ダイヤ「ハッ!も、申し訳ありません!大丈夫、怖くないですわ。」
ダイヤは女の子に怖くないことをアピールした。
ダイヤ「とにかく!部を立てるのならまずはわたくしの言うことを聞いてもらいます!今から指定するグラウンドに行きなさい!」
千歌達は別のグラウンドにいた。ダイヤがそこで待っておくように言ったのだが…
ダイヤ「お待たせしました!」
ダイヤは男性を4人連れてきた。
果南「ダイヤ、この人達は?」
ダイヤ「地元のサッカー選手ですわ!今からサッカーバトルをしてもらいます!」
千歌「4人でサッカー?」
ダイヤ「サッカーバトルです!」
千歌「???」
ダイヤ「サッカーバトルをご存知ないようですね。
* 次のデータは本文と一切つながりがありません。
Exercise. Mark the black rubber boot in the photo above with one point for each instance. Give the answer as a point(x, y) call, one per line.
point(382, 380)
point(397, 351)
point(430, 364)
これは4人で出来る簡易的なサッカーで、今のあなたたちでも出来るものです。」
ダイヤ「あなたたちの目標が優勝ということは分かりました。ですが生半可な決意ではそれは叶いません。サッカーをしているなら本来女性が男性に対して不利だということは分かっているでしょう?」
ダイヤ「女子サッカーのレベルが上がったといってもあなたたちのレベルが上がるわけではありません。弱ければ強い者にのまれるのです…!あなたたちの決意が本物なら…まずはこの方々とどれ程の勝負が出来るかみせてもらいます!」
果南「ダイヤ…」
千歌「…分かりました」
千歌「どんな選手が来ても絶対に折れない!フィールドで輝くためにも!」
鞠莉「グレイト!さすがキャプテンね!そうと決まったら早くはじめましょう!」
曜「私も準備は万端!」
サッカーバトルが始まる…!
活動報告を見て欲しいです!大事なお知らせが…!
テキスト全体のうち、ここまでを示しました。